Tiga remaja diduga menggunakan kecerdasan buatan untuk mengedit foto teman-temannya menjadi bermuatan asusila, kemudian memperjualbelikannya lewat aplikasi Telegram. Ironisnya, keuntungan dari aksi kriminal itu dipakai untuk membiayai judi online.
Tindakan tersebut bukan hanya pelanggaran hukum, tetapi juga kejahatan kemanusiaan. Foto yang dipalsukan dengan muatan asusila meninggalkan luka mendalam bagi para korban, terutama dari sisi psikologis. Mereka trauma, cemas, dan merasa masa depan akademik serta sosialnya bisa hancur.
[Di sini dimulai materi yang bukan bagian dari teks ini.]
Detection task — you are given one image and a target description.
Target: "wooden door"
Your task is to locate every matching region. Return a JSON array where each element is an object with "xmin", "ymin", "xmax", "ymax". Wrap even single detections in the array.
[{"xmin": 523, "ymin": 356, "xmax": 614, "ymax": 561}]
Menurut kuasa hukum korban seperti dalam wawancara Kompas.com, korban mengalami rasa takut akan stigma sosial yang menyakitkan. Bayangkan, di usia remaja yang seharusnya menjadi fase pertumbuhan dan pembentukan identitas diri, mereka justru harus menanggung beban psikis akibat kejahatan digital.
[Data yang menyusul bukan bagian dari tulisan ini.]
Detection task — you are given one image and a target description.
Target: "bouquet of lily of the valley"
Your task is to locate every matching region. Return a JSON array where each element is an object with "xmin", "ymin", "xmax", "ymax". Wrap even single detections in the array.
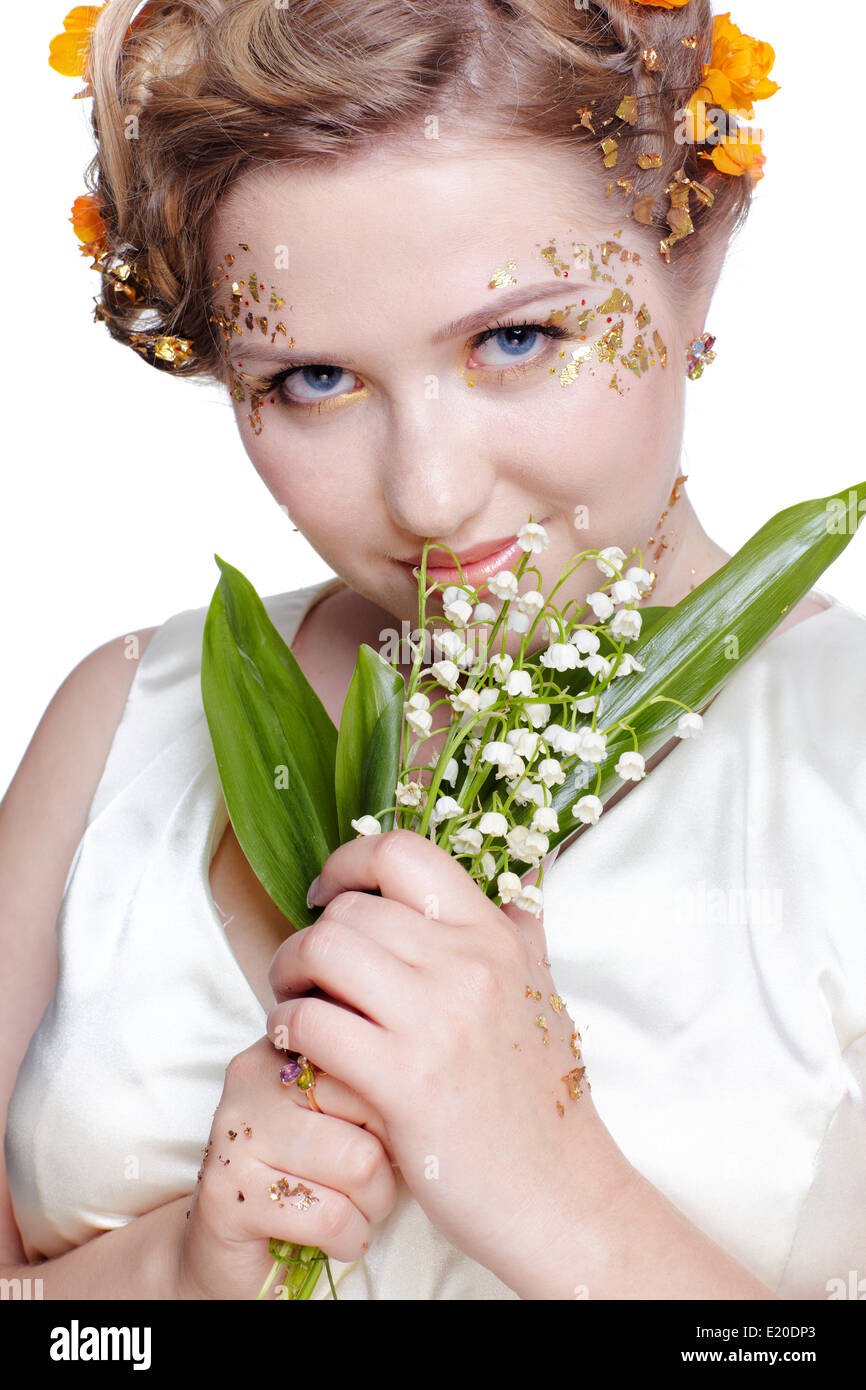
[{"xmin": 201, "ymin": 481, "xmax": 865, "ymax": 1299}]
Dalam kasus ini, sekolah memang telah memberikan pendampingan psikologis. Namun, sanksi terhadap para pelaku hanya berupa surat peringatan, yang oleh banyak pihak menganggapnya terlalu ringan.
Akhirnya, keluarga korban memilih menempuh jalur hukum. Saat ini polisi tengah mengusut kasus tersebut dengan pasal-pasal terkait perlindungan data pribadi dan pornografi digital. Tiga pelaku pun akhirnya mengundurkan diri dari sekolah.
Pelajaran Bagi Kita
Kasus ini mengajarkan kita dua hal penting. Pertama, perkembangan teknologi tanpa dibarengi etika akan menghasilkan kerusakan yang nyata. AI bukan sekadar alat pintar, melainkan pisau bermata dua. Ia bisa dipakai untuk kebaikan, tapi juga bisa dipakai untuk melukai.
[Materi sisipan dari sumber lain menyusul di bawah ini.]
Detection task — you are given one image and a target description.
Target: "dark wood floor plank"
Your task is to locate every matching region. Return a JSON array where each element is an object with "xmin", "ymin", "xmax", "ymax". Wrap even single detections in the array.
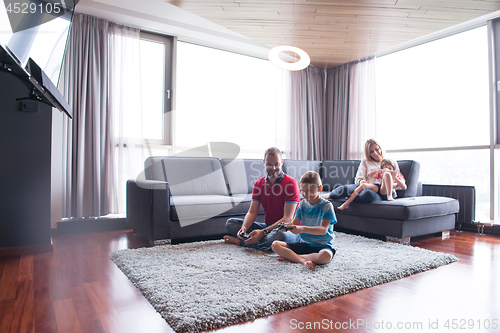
[
  {"xmin": 1, "ymin": 229, "xmax": 500, "ymax": 332},
  {"xmin": 17, "ymin": 255, "xmax": 34, "ymax": 282},
  {"xmin": 53, "ymin": 298, "xmax": 82, "ymax": 333},
  {"xmin": 68, "ymin": 283, "xmax": 107, "ymax": 333},
  {"xmin": 0, "ymin": 257, "xmax": 20, "ymax": 301},
  {"xmin": 14, "ymin": 280, "xmax": 35, "ymax": 333},
  {"xmin": 34, "ymin": 291, "xmax": 58, "ymax": 333}
]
Kedua, sistem pengawasan di lingkungan pendidikan maupun keluarga masih lemah dalam menghadapi tantangan digital. Para remaja ternyata bisa begitu mudah memanfaatkan teknologi canggih, namun tidak memiliki bekal pemahaman moral dan etika digital yang memadai.
Lalu, apa yang bisa kita lakukan?
Pertama, penegakan hukum harus tegas. Kasus ini tidak bisa kita anggap sepele hanya karena pelakunya masih remaja. Efek jera sangat penting agar masyarakat, khususnya generasi muda, sadar bahwa penyalahgunaan teknologi memiliki konsekuensi hukum yang serius.
Kedua, literasi digital harus kita perluas. Pemerintah, sekolah, dan orang tua perlu bekerja sama untuk memberikan edukasi tentang bahaya penyalahgunaan teknologi digital, termasuk deepfake, pornografi digital, dan judi online.
Oleh karena itu, remaja harus paham bahwa setiap jejak digital yang mereka buat bisa berdampak panjang, baik bagi hidupnya maupun orang lain.
Pendampingan Korban
Ketiga, pendampingan korban jangan dilupakan. Trauma yang dialami para siswa di Cirebon bukan sesuatu yang mudah hilang. Dukungan psikologis yang berkelanjutan sangat dibutuhkan, agar mereka bisa pulih dan kembali percaya diri untuk menatap masa depan.
Keempat, pembelajaran etika digital harus menjadi bagian dari kurikulum. Sama seperti kita belajar pendidikan agama dan Pancasila, etika digital pun sudah seharusnya menjadi mata pelajaran wajib. Generasi muda perlu kita bekali bukan hanya kecakapan menggunakan teknologi, tetapi juga tanggung jawab moral dalam menggunakannya.
Oleh karena itu, dari kasus Cirebon seharusnya tidak berhenti sebagai berita heboh sesaat. Ia harus menjadi pelajaran kolektif, bahwa teknologi canggih tanpa etika hanya akan melahirkan kejahatan.
Semoga dari kasus ini, kita semua yaitu orang tua, pendidik, pemerintah, dan masyarakat luas untuk lebih serius membangun generasi digital yang bukan hanya cerdas, tetapi juga bijak dan bertanggung jawab. []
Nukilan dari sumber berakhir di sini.